Inhibition of calcium release of diazoxide studied in the isolated rat kidney.

Isolated kidneys of normotensive Wistar rats (NWR) and of genetically hypertensive Kyoto rats (SHR) were perfused. Contraction of intrarenal vascular smooth muscle cells were induced by barium ions (0.1 to 1.0 mmol) as well as by high potassium concentrations (40 mmol). It was shown that barium stimulates intracellular calcium stores to release activator calcium. Repeated stimulation with barium under calcium-free perfusion conditions resulted in depletion of these stores.
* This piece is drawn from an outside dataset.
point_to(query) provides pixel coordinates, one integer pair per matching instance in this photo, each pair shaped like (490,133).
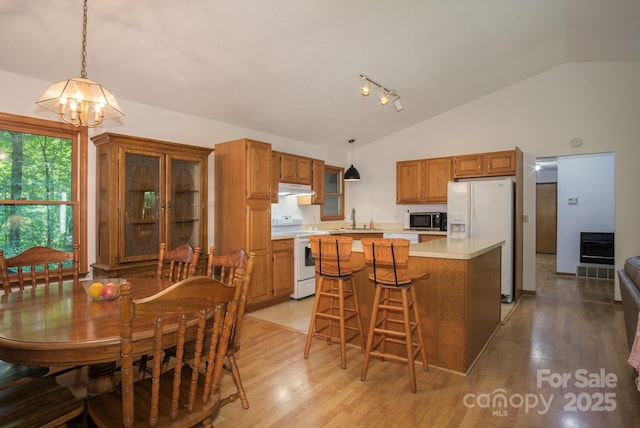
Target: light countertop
(448,248)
In kidneys of SHR rats the tension development in response to barium was stronger as compared with NWR rats and the time needed to deplete the stores was prolonged. This suggests that smooth muscle cells of SHR rats contain more sequestered calcium. Diazoxide inhibited the barium contracture rapidly, reversibly and dose dependently. The inhibition was non-competitive. Percentual inhibition was equal in NWR and in SHR rat kidneys. Moreover, diazoxide did not block the calcium influx across the sarcolemma membrane. The magnitude of the potassium contractures depended entirely upon the extracellular calcium concentration. In the range of 0.1 to 1.0 mmol calcium, tension development varied linearly with log calcium concentration. Diazoxide also inhibited the potassium contractures, provided normally filled calcium stores were available. The combined results strongly suggest that diazoxide prevents intracellular calcium stores to release calcium and, furthermore, that this action is the basic mechanism of the vasodilating activity of diazoxide in smooth muscle cells of rat intrarenal vessels.